Ce qu’on saura faire en repartant
- Vérifier un fait avant de le relayer à un client ou à un supérieur, surtout quand le texte qui le porte est fluide et assuré.
- Se poser la question du devenir d’un document avant de le déposer dans un service en ligne.
- Reconnaître qu’un tri ou une évaluation automatisée reflète la composition de ses données d’entrée, pas un jugement neuf.
- Douter d’une voix ou d’un visage dans un appel qui demande un geste inhabituel dans l’urgence.
- Savoir dans quels cas une décision doit rester entre des mains humaines, et ne pas la déléguer.
- Lire un indice de fabrication pour ce qu’il est : un repère, jamais une preuve certaine.
Ce que ce parcours ne fait pas
- Il n’écrit pas la politique interne d’un employeur : chaque organisation fixe ses propres règles d’usage.
- Il ne dit pas quel outil ou quel service choisir : ce cours explique un fonctionnement, il ne compare et ne recommande aucune marque.
- Il ne remplace pas un avis juridique sur un cas particulier.
Une obligation réglementaire existe par ailleurs, propre à l’Union européenne.

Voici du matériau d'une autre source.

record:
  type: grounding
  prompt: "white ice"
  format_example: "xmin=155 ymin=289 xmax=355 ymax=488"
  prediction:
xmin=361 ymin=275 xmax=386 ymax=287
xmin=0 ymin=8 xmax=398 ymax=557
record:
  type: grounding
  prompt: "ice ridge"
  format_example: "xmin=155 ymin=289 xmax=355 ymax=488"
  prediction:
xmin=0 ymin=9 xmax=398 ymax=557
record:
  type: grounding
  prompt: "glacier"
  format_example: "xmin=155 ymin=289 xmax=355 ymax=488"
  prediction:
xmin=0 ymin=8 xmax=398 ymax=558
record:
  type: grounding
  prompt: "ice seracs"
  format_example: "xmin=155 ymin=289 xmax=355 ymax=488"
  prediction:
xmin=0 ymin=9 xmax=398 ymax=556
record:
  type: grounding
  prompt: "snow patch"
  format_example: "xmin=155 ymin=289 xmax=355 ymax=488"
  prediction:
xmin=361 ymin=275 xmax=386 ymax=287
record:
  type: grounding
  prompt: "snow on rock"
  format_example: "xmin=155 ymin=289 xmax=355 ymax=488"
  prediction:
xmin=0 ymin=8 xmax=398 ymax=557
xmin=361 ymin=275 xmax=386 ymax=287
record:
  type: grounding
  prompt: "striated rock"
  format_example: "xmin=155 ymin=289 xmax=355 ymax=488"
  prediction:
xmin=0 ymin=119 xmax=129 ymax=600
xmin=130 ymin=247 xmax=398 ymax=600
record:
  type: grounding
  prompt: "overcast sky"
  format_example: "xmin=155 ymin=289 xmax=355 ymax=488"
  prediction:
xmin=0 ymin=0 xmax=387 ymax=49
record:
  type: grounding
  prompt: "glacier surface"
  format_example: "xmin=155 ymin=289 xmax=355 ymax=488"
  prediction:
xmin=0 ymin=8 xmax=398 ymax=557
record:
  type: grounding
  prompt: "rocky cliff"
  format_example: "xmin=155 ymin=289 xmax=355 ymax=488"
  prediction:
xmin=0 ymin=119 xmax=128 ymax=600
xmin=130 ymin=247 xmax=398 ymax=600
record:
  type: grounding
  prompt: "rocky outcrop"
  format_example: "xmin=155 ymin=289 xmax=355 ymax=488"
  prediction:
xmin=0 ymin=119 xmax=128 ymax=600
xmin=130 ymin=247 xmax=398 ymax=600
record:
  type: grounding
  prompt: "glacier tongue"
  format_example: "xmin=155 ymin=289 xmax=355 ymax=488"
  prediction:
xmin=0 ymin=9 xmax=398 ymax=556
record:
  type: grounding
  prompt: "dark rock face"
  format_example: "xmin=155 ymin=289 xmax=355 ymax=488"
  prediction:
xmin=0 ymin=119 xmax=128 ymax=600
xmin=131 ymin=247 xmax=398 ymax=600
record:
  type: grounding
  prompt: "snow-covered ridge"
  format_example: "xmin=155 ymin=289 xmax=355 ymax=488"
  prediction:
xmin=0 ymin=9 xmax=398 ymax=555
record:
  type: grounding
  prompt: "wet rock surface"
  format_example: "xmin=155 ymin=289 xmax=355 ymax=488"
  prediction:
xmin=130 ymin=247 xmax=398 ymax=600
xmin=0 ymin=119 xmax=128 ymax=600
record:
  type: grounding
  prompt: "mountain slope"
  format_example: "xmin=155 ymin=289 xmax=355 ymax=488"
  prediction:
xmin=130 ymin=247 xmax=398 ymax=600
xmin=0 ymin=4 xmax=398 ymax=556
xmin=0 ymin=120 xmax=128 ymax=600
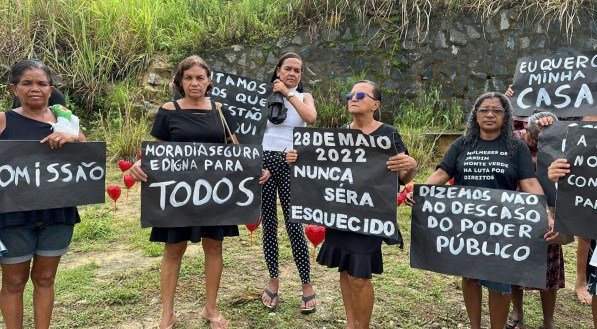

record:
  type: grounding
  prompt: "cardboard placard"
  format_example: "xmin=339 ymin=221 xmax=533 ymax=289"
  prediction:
xmin=554 ymin=126 xmax=597 ymax=239
xmin=512 ymin=51 xmax=597 ymax=118
xmin=537 ymin=121 xmax=597 ymax=207
xmin=210 ymin=71 xmax=272 ymax=145
xmin=0 ymin=141 xmax=106 ymax=213
xmin=410 ymin=185 xmax=547 ymax=288
xmin=290 ymin=128 xmax=398 ymax=239
xmin=141 ymin=142 xmax=262 ymax=227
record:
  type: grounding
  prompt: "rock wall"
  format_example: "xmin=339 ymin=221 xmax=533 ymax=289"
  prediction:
xmin=142 ymin=8 xmax=597 ymax=117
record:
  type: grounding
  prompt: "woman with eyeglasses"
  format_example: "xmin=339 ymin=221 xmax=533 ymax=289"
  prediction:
xmin=407 ymin=92 xmax=557 ymax=329
xmin=286 ymin=80 xmax=417 ymax=329
xmin=261 ymin=53 xmax=317 ymax=314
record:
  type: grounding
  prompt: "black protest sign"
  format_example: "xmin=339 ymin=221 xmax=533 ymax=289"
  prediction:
xmin=210 ymin=71 xmax=272 ymax=145
xmin=141 ymin=142 xmax=262 ymax=227
xmin=410 ymin=185 xmax=547 ymax=288
xmin=537 ymin=121 xmax=597 ymax=207
xmin=290 ymin=128 xmax=398 ymax=239
xmin=554 ymin=126 xmax=597 ymax=239
xmin=512 ymin=51 xmax=597 ymax=118
xmin=0 ymin=141 xmax=106 ymax=213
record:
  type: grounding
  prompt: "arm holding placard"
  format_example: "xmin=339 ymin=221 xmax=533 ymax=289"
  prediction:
xmin=547 ymin=159 xmax=570 ymax=183
xmin=386 ymin=152 xmax=417 ymax=184
xmin=518 ymin=178 xmax=558 ymax=243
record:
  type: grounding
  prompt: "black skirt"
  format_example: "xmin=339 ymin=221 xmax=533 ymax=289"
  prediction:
xmin=149 ymin=225 xmax=238 ymax=243
xmin=317 ymin=228 xmax=383 ymax=279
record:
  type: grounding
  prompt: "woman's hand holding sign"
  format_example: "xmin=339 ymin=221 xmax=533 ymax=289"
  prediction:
xmin=129 ymin=160 xmax=147 ymax=182
xmin=547 ymin=159 xmax=570 ymax=182
xmin=286 ymin=150 xmax=298 ymax=164
xmin=40 ymin=131 xmax=79 ymax=149
xmin=386 ymin=153 xmax=417 ymax=172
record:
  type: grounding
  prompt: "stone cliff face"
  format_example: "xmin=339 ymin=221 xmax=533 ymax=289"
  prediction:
xmin=146 ymin=8 xmax=597 ymax=118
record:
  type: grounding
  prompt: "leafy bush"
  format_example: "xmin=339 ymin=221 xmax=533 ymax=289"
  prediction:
xmin=93 ymin=84 xmax=152 ymax=161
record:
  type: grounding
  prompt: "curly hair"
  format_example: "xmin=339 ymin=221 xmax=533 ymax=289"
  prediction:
xmin=173 ymin=55 xmax=213 ymax=97
xmin=10 ymin=59 xmax=54 ymax=86
xmin=463 ymin=92 xmax=517 ymax=157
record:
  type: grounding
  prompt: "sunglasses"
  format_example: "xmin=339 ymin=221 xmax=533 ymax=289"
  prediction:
xmin=477 ymin=107 xmax=506 ymax=116
xmin=346 ymin=91 xmax=377 ymax=101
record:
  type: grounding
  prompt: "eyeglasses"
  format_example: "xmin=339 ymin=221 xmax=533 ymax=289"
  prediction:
xmin=346 ymin=91 xmax=377 ymax=101
xmin=477 ymin=107 xmax=506 ymax=116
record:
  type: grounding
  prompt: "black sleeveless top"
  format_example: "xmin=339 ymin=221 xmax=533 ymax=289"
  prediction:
xmin=151 ymin=101 xmax=232 ymax=143
xmin=0 ymin=110 xmax=81 ymax=226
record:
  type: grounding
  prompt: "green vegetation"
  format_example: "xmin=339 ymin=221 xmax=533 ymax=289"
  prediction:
xmin=0 ymin=164 xmax=592 ymax=329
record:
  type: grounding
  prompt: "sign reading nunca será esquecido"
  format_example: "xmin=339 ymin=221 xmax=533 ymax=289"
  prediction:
xmin=410 ymin=185 xmax=547 ymax=288
xmin=537 ymin=121 xmax=597 ymax=207
xmin=210 ymin=71 xmax=272 ymax=144
xmin=290 ymin=128 xmax=398 ymax=239
xmin=512 ymin=51 xmax=597 ymax=118
xmin=554 ymin=126 xmax=597 ymax=239
xmin=0 ymin=141 xmax=106 ymax=213
xmin=141 ymin=142 xmax=262 ymax=227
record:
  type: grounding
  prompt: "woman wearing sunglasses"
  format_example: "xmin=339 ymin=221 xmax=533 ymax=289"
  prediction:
xmin=286 ymin=80 xmax=417 ymax=329
xmin=406 ymin=92 xmax=557 ymax=329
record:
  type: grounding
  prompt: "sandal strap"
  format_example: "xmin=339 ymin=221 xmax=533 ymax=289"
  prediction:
xmin=505 ymin=316 xmax=523 ymax=329
xmin=263 ymin=288 xmax=278 ymax=300
xmin=301 ymin=294 xmax=317 ymax=304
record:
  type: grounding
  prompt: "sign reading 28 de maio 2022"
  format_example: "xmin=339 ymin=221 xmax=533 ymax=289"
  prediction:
xmin=141 ymin=142 xmax=262 ymax=227
xmin=410 ymin=185 xmax=547 ymax=288
xmin=210 ymin=71 xmax=272 ymax=145
xmin=512 ymin=51 xmax=597 ymax=117
xmin=0 ymin=141 xmax=106 ymax=213
xmin=290 ymin=128 xmax=398 ymax=239
xmin=555 ymin=125 xmax=597 ymax=239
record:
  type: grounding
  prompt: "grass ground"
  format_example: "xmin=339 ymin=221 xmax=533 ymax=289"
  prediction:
xmin=0 ymin=166 xmax=591 ymax=328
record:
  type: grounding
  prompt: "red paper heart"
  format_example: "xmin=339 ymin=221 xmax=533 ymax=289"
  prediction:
xmin=118 ymin=160 xmax=133 ymax=172
xmin=305 ymin=225 xmax=325 ymax=247
xmin=106 ymin=185 xmax=122 ymax=202
xmin=122 ymin=174 xmax=135 ymax=189
xmin=245 ymin=216 xmax=261 ymax=232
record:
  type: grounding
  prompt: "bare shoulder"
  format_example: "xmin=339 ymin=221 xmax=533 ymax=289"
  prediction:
xmin=303 ymin=93 xmax=313 ymax=99
xmin=162 ymin=102 xmax=175 ymax=110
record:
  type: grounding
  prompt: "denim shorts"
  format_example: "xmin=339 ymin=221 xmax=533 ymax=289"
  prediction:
xmin=477 ymin=280 xmax=512 ymax=294
xmin=0 ymin=222 xmax=75 ymax=264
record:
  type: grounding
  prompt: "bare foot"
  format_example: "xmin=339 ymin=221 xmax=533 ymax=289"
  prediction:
xmin=574 ymin=284 xmax=593 ymax=306
xmin=158 ymin=312 xmax=178 ymax=328
xmin=301 ymin=283 xmax=317 ymax=311
xmin=261 ymin=278 xmax=280 ymax=308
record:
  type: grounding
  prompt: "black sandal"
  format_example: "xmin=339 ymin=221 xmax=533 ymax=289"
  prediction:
xmin=301 ymin=294 xmax=317 ymax=314
xmin=504 ymin=315 xmax=524 ymax=329
xmin=261 ymin=288 xmax=278 ymax=309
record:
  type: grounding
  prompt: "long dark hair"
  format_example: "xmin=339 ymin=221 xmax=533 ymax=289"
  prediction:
xmin=463 ymin=92 xmax=516 ymax=156
xmin=173 ymin=55 xmax=213 ymax=97
xmin=10 ymin=59 xmax=54 ymax=86
xmin=269 ymin=53 xmax=305 ymax=93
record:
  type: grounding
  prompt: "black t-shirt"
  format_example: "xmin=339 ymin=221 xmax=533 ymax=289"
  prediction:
xmin=437 ymin=136 xmax=535 ymax=191
xmin=0 ymin=110 xmax=81 ymax=226
xmin=151 ymin=101 xmax=229 ymax=143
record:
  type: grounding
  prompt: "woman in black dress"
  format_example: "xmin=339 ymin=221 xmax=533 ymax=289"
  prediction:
xmin=131 ymin=56 xmax=269 ymax=328
xmin=407 ymin=92 xmax=557 ymax=329
xmin=286 ymin=80 xmax=417 ymax=329
xmin=0 ymin=60 xmax=86 ymax=328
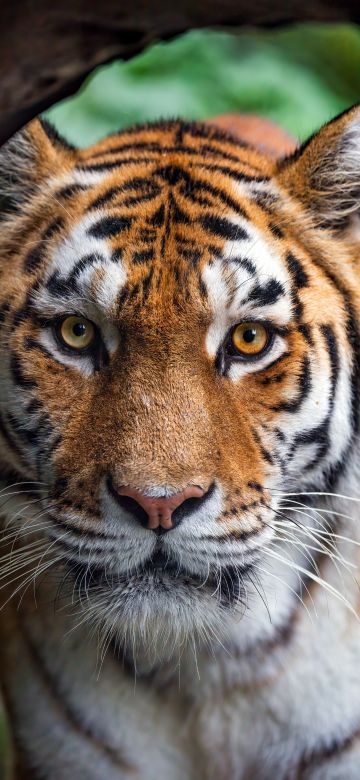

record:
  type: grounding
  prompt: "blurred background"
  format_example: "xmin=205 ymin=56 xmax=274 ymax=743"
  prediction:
xmin=0 ymin=24 xmax=360 ymax=780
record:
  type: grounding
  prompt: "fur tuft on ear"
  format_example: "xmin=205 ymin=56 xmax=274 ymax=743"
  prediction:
xmin=278 ymin=106 xmax=360 ymax=232
xmin=0 ymin=119 xmax=75 ymax=219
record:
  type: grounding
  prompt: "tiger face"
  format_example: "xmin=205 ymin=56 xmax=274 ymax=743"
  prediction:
xmin=0 ymin=109 xmax=360 ymax=656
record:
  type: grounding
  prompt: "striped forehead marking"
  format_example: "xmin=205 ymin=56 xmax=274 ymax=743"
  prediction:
xmin=37 ymin=212 xmax=126 ymax=312
xmin=202 ymin=217 xmax=292 ymax=357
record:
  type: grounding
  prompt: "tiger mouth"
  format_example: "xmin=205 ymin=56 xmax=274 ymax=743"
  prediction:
xmin=68 ymin=548 xmax=255 ymax=607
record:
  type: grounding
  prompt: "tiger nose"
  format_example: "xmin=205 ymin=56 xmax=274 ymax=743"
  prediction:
xmin=110 ymin=484 xmax=205 ymax=531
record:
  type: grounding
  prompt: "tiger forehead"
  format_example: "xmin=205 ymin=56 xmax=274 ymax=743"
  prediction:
xmin=38 ymin=158 xmax=287 ymax=328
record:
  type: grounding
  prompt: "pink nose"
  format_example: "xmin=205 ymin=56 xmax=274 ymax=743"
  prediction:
xmin=116 ymin=485 xmax=204 ymax=530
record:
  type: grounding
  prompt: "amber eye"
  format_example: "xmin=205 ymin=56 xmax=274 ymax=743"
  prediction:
xmin=57 ymin=315 xmax=96 ymax=351
xmin=231 ymin=322 xmax=270 ymax=357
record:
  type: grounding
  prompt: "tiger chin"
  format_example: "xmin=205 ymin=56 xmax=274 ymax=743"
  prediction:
xmin=0 ymin=107 xmax=360 ymax=780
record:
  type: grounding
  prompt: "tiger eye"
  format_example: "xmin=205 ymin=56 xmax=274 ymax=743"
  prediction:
xmin=231 ymin=322 xmax=269 ymax=357
xmin=58 ymin=316 xmax=95 ymax=351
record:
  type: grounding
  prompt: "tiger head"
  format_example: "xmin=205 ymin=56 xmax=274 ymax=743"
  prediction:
xmin=0 ymin=108 xmax=360 ymax=660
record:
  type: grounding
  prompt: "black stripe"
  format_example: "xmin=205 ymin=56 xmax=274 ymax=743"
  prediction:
xmin=77 ymin=157 xmax=269 ymax=182
xmin=286 ymin=252 xmax=309 ymax=289
xmin=91 ymin=141 xmax=260 ymax=170
xmin=199 ymin=214 xmax=249 ymax=241
xmin=87 ymin=216 xmax=132 ymax=238
xmin=0 ymin=412 xmax=28 ymax=466
xmin=132 ymin=249 xmax=154 ymax=265
xmin=246 ymin=279 xmax=285 ymax=306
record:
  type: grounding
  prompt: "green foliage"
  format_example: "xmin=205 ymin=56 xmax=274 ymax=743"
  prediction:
xmin=47 ymin=24 xmax=360 ymax=146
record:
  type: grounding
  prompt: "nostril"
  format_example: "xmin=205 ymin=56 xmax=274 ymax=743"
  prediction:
xmin=109 ymin=483 xmax=149 ymax=528
xmin=108 ymin=477 xmax=212 ymax=531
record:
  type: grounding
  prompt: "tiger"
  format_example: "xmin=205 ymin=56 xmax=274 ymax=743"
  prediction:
xmin=0 ymin=106 xmax=360 ymax=780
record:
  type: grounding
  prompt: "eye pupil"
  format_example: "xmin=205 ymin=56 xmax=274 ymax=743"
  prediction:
xmin=73 ymin=322 xmax=87 ymax=338
xmin=56 ymin=315 xmax=96 ymax=352
xmin=230 ymin=321 xmax=271 ymax=359
xmin=243 ymin=328 xmax=256 ymax=344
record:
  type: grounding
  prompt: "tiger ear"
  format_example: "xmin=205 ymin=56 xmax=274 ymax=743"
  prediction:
xmin=278 ymin=106 xmax=360 ymax=236
xmin=0 ymin=119 xmax=75 ymax=218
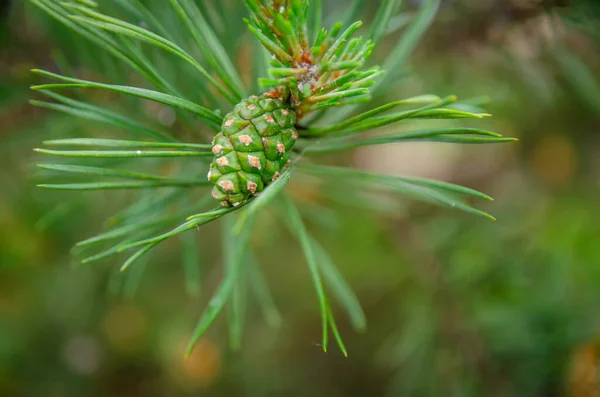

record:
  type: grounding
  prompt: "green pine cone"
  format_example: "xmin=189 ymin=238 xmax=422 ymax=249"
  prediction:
xmin=208 ymin=94 xmax=298 ymax=207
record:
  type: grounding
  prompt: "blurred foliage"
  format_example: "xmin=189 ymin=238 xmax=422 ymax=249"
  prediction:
xmin=0 ymin=0 xmax=600 ymax=397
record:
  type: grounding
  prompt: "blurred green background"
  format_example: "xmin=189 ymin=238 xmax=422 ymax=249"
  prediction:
xmin=0 ymin=0 xmax=600 ymax=397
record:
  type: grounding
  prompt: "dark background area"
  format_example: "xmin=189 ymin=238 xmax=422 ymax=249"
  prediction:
xmin=0 ymin=0 xmax=600 ymax=397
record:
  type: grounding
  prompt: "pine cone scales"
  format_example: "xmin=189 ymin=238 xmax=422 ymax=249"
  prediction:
xmin=208 ymin=94 xmax=298 ymax=207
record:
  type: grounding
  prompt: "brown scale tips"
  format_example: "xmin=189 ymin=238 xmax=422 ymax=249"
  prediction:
xmin=207 ymin=94 xmax=298 ymax=207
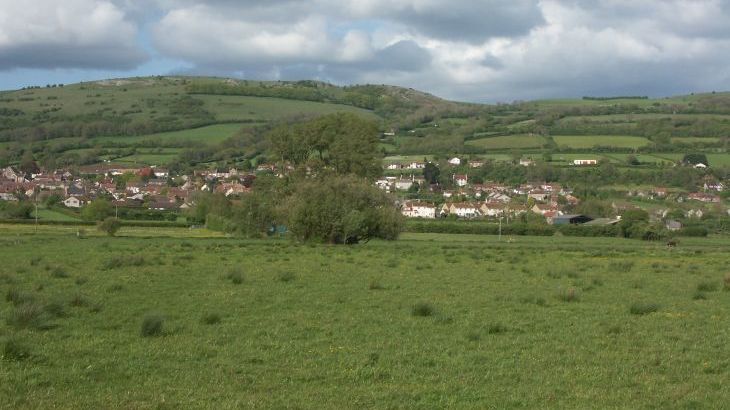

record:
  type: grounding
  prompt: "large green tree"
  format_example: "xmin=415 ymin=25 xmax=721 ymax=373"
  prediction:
xmin=287 ymin=176 xmax=403 ymax=244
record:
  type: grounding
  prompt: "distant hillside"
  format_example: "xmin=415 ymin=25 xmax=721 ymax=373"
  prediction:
xmin=0 ymin=77 xmax=730 ymax=170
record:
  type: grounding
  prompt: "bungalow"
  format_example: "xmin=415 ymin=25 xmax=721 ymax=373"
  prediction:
xmin=527 ymin=189 xmax=550 ymax=202
xmin=401 ymin=202 xmax=436 ymax=219
xmin=704 ymin=181 xmax=725 ymax=192
xmin=552 ymin=215 xmax=593 ymax=225
xmin=479 ymin=202 xmax=506 ymax=217
xmin=441 ymin=202 xmax=481 ymax=218
xmin=520 ymin=158 xmax=535 ymax=167
xmin=395 ymin=178 xmax=413 ymax=191
xmin=2 ymin=167 xmax=26 ymax=183
xmin=664 ymin=220 xmax=682 ymax=231
xmin=687 ymin=192 xmax=720 ymax=203
xmin=573 ymin=159 xmax=598 ymax=165
xmin=532 ymin=204 xmax=557 ymax=216
xmin=63 ymin=196 xmax=88 ymax=208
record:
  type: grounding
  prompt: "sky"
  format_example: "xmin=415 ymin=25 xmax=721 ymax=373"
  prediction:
xmin=0 ymin=0 xmax=730 ymax=102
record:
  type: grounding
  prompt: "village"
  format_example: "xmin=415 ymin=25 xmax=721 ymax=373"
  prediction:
xmin=0 ymin=153 xmax=730 ymax=230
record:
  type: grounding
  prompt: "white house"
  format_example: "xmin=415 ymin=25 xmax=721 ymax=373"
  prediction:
xmin=63 ymin=196 xmax=86 ymax=208
xmin=395 ymin=179 xmax=413 ymax=191
xmin=442 ymin=202 xmax=482 ymax=218
xmin=573 ymin=159 xmax=598 ymax=165
xmin=401 ymin=202 xmax=436 ymax=219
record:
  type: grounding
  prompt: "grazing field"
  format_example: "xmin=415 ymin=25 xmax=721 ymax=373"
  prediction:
xmin=0 ymin=225 xmax=730 ymax=408
xmin=466 ymin=135 xmax=546 ymax=149
xmin=553 ymin=135 xmax=650 ymax=149
xmin=91 ymin=124 xmax=248 ymax=147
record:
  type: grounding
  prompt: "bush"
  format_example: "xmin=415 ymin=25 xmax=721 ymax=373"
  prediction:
xmin=140 ymin=314 xmax=165 ymax=337
xmin=2 ymin=337 xmax=31 ymax=360
xmin=202 ymin=313 xmax=221 ymax=325
xmin=629 ymin=302 xmax=659 ymax=315
xmin=411 ymin=302 xmax=436 ymax=317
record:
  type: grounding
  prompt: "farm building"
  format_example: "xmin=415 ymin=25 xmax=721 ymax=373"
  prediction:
xmin=553 ymin=215 xmax=593 ymax=225
xmin=573 ymin=159 xmax=598 ymax=165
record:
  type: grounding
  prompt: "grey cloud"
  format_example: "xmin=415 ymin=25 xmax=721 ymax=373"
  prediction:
xmin=0 ymin=44 xmax=148 ymax=70
xmin=390 ymin=0 xmax=544 ymax=43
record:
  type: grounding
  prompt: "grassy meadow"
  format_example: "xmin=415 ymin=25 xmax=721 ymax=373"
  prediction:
xmin=0 ymin=225 xmax=730 ymax=409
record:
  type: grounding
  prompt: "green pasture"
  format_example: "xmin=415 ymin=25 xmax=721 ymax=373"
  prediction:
xmin=0 ymin=225 xmax=730 ymax=409
xmin=553 ymin=135 xmax=651 ymax=149
xmin=466 ymin=135 xmax=546 ymax=149
xmin=91 ymin=124 xmax=250 ymax=147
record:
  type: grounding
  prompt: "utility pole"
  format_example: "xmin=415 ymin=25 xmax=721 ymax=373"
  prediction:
xmin=498 ymin=216 xmax=502 ymax=242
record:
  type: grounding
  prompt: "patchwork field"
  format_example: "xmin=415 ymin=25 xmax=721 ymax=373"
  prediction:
xmin=553 ymin=135 xmax=650 ymax=149
xmin=0 ymin=225 xmax=730 ymax=408
xmin=466 ymin=135 xmax=546 ymax=149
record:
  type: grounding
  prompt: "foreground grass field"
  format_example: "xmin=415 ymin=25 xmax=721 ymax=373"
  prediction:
xmin=0 ymin=226 xmax=730 ymax=408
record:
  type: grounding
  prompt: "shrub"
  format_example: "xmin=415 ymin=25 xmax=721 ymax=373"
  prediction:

Elle est traitée à part, comme un module, sur l’obligation européenne, jamais comme le socle de ce parcours.
Sources
Ce cours s’appuie sur un cadre de référence international de la littératie en intelligence artificielle. Conçu pour l’enseignement scolaire, il définit les compétences que ce parcours applique ici à un usage professionnel.
- Empowering Learners for the Age of AI: An AI Literacy Framework for Primary and Secondary Education (« AILit Framework »), OCDE et Commission européenne, 2026. Cadre international de littératie en intelligence artificielle, publié en juin 2026, en quatre domaines de compétences : s’engager avec l’IA, créer avec l’IA, gérer l’IA, façonner l’IA.